Tutti i film di Spider-Man classificati dal peggiore al migliore

Spider-Man, all'origine conosciuto in Italia come Uomo Ragno, è entrato nell'immaginario collettivo come pochi altri supereroi. La sua storia al cinema lo dimostra: in quasi cinque decenni il personaggio creato da Stan Lee e Steve Ditko è stato protagonista di interpretazioni, universi e generazioni molto diverse tra loro. Ma qual è davvero il miglior film dedicato all'Uomo Ragno?

Abbiamo raccolto tutti i lungometraggi ufficiali con Spider-Man protagonista e li abbiamo ordinati in una classifica dal meno riuscito al più memorabile. Una scelta inevitabilmente destinata a far discutere, perché anche questo fa parte del fascino del personaggio: come insegna Peter Parker, per assumersi le proprie responsabilità serve anche il coraggio di scegliere.

La nostra lista comprende tutti i film cinematografici ufficiali di Spider-Man, a partire dalla versione del 1977 nata dalla serie televisiva live action, fino ad arrivare a Spider-Man: Brand New Day. Abbiamo seguito l'eredità sul grande schermo del personaggio lungo cinque decenni, includendo le saghe di Tobey Maguire, Andrew Garfield e Tom Holland, oltre ai rivoluzionari film animati dello Spider-Verse. L'unica eccezione è Tre uomini giganti, il bizzarro film turco non autorizzato uscito nel 1973, che vede comparire una versione apocrifa dell'Uomo Ragno ma non fa parte della storia ufficiale del personaggio. Ora resta una sola domanda: dove si posizionerà il quarto capitolo con Peter Parker interpretato da Tom Holland, già record di incassi?

15. L'Uomo Ragno sfida il Drago (1981)

Il problema di promettere tutti i film su Spider-Man è che, inevitabilmente, bisogna includere anche i tre film ricavati dalla serie live action del 1977: episodi televisivi rimontati per sembrare lungometraggi, distribuiti comunque nelle sale europee e in altri mercati.

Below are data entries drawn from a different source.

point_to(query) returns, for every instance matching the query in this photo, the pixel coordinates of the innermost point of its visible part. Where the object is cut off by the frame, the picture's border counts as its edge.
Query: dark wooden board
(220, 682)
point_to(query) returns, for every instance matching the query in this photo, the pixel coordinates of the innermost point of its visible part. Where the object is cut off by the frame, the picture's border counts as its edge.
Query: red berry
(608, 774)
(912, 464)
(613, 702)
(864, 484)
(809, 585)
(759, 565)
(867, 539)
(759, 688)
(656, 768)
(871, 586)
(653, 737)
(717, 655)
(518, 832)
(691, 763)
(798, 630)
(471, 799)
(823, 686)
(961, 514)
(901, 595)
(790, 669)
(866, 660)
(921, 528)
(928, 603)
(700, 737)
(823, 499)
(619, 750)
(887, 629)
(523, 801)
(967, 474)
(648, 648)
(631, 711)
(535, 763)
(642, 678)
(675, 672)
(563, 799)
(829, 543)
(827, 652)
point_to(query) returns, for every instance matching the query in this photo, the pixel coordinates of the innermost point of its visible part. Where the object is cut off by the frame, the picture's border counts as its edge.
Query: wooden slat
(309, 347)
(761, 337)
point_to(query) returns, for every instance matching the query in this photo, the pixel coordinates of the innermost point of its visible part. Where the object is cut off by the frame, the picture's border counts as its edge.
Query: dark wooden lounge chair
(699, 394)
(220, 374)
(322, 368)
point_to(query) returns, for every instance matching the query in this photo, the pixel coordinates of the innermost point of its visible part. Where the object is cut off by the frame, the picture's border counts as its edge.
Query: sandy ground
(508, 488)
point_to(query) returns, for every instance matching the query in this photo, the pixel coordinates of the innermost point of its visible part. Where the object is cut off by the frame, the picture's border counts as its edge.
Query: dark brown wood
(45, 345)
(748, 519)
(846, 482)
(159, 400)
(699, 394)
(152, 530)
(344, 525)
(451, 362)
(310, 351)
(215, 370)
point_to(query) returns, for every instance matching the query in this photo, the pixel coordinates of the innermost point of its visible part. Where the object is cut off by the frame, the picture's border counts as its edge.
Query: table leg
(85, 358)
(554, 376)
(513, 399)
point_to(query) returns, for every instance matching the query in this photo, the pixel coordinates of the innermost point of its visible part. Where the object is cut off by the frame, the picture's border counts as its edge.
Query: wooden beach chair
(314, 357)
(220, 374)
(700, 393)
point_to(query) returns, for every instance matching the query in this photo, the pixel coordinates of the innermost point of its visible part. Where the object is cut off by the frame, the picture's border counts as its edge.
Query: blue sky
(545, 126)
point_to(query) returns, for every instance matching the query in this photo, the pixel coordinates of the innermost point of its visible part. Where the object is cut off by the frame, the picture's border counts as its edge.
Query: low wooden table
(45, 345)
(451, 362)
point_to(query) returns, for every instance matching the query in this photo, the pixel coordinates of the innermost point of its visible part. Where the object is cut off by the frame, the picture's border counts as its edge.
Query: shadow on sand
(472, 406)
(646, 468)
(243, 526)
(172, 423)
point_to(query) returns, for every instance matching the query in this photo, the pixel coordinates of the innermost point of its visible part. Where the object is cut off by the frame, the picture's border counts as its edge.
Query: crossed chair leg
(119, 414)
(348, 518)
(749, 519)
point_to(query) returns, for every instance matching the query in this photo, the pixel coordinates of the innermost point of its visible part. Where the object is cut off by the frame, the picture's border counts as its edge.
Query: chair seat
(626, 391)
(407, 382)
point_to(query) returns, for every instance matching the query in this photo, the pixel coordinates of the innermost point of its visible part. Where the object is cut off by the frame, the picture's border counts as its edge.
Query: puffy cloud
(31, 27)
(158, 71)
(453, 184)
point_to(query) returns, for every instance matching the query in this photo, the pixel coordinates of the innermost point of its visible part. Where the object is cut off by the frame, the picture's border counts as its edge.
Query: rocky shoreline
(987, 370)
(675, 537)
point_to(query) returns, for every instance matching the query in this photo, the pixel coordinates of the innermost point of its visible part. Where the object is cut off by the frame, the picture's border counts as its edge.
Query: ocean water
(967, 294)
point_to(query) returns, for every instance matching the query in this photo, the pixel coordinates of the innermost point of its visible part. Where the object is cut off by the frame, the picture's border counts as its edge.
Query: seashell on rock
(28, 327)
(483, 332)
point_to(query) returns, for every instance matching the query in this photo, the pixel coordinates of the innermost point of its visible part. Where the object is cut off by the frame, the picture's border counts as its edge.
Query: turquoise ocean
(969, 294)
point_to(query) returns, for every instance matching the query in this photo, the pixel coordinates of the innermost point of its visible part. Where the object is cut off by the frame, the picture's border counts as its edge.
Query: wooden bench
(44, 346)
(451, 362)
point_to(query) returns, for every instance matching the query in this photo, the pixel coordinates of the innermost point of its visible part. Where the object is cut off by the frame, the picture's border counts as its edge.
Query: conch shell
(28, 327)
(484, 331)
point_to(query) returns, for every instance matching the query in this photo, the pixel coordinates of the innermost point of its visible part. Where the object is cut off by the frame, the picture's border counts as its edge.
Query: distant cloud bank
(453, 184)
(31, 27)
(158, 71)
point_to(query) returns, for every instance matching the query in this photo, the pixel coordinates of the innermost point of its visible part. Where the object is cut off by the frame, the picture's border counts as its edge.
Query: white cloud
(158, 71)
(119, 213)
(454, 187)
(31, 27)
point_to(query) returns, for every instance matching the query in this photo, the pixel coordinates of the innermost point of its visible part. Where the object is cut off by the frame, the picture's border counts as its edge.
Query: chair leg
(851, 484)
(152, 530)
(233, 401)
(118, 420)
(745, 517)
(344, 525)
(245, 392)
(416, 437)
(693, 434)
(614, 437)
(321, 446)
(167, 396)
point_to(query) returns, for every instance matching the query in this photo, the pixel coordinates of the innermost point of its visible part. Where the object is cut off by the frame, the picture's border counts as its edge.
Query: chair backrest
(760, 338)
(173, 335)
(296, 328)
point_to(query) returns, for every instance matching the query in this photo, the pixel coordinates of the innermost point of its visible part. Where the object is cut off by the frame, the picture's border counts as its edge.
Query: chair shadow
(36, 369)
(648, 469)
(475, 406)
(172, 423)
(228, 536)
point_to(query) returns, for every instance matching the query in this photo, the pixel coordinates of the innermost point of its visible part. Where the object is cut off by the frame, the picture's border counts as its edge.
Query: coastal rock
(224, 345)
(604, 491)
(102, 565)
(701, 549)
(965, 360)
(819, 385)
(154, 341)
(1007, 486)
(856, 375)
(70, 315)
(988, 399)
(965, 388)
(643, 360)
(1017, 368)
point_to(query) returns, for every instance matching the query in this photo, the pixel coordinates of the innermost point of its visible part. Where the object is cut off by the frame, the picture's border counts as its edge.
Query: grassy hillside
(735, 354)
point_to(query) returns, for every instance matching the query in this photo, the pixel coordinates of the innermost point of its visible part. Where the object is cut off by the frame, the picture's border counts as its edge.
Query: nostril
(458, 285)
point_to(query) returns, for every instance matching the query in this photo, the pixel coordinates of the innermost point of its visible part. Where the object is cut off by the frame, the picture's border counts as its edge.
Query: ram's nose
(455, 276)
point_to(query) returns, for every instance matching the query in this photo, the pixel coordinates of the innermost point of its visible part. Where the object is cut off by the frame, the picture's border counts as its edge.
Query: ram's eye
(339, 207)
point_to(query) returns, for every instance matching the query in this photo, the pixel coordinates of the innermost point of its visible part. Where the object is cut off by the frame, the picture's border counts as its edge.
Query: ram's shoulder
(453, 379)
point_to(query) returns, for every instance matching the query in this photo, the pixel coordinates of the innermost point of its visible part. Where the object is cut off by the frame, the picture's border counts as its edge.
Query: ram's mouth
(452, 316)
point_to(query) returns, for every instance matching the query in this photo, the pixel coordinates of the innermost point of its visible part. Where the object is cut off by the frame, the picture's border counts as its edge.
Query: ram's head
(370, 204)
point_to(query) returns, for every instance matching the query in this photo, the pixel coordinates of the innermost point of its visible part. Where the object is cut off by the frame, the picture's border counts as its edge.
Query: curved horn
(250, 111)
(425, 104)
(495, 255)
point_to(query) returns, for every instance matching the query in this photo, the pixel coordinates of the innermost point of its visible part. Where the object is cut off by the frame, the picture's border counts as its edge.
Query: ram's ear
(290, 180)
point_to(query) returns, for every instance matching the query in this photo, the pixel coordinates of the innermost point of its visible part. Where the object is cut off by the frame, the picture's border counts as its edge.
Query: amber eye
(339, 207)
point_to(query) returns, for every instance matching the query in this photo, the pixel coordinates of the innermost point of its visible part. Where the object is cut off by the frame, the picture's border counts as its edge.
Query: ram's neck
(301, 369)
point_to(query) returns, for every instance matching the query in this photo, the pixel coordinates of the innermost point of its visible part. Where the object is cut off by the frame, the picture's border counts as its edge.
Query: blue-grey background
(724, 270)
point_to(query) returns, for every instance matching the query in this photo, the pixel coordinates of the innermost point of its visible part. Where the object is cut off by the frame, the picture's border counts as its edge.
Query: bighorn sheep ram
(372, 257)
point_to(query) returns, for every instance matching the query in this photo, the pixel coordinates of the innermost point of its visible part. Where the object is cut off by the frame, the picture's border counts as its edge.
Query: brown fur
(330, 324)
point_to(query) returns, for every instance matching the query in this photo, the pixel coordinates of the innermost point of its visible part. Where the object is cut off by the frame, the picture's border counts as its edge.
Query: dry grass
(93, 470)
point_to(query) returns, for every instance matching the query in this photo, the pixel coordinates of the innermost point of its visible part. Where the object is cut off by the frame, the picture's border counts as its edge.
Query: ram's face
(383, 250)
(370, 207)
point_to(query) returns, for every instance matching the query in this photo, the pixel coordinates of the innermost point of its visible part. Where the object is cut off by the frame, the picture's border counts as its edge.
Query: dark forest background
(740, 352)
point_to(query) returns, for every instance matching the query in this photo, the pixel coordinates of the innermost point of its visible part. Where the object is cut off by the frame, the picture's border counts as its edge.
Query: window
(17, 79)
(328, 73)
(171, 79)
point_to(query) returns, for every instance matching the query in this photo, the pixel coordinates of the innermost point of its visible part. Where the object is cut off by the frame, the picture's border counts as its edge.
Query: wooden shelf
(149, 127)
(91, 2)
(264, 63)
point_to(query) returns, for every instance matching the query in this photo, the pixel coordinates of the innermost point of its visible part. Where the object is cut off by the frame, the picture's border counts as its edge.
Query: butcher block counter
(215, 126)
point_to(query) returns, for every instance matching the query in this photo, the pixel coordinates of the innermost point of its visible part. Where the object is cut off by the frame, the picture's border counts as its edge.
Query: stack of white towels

L'Uomo Ragno sfida il Drago è il terzo e, per fortuna, ultimo capitolo di questa curiosa parentesi. Qui Spider-Man, ancora chiamato Uomo Ragno in Italia, mette i suoi poteri al servizio di una trama che ruota attorno allo spionaggio industriale cinese, un'idea già di per sé poco eroica. Il risultato è un film lento e fiacco, costruito per cavalcare la moda del kung fu degli anni Settanta, ma incapace di restituirne l'energia. Le scene di lotta sono goffe, la messa in scena povera e alcune scelte narrative oggi risultano persino razziste. Un titolo relegato, con pieno merito, alle note a piè pagina della storia del personaggio.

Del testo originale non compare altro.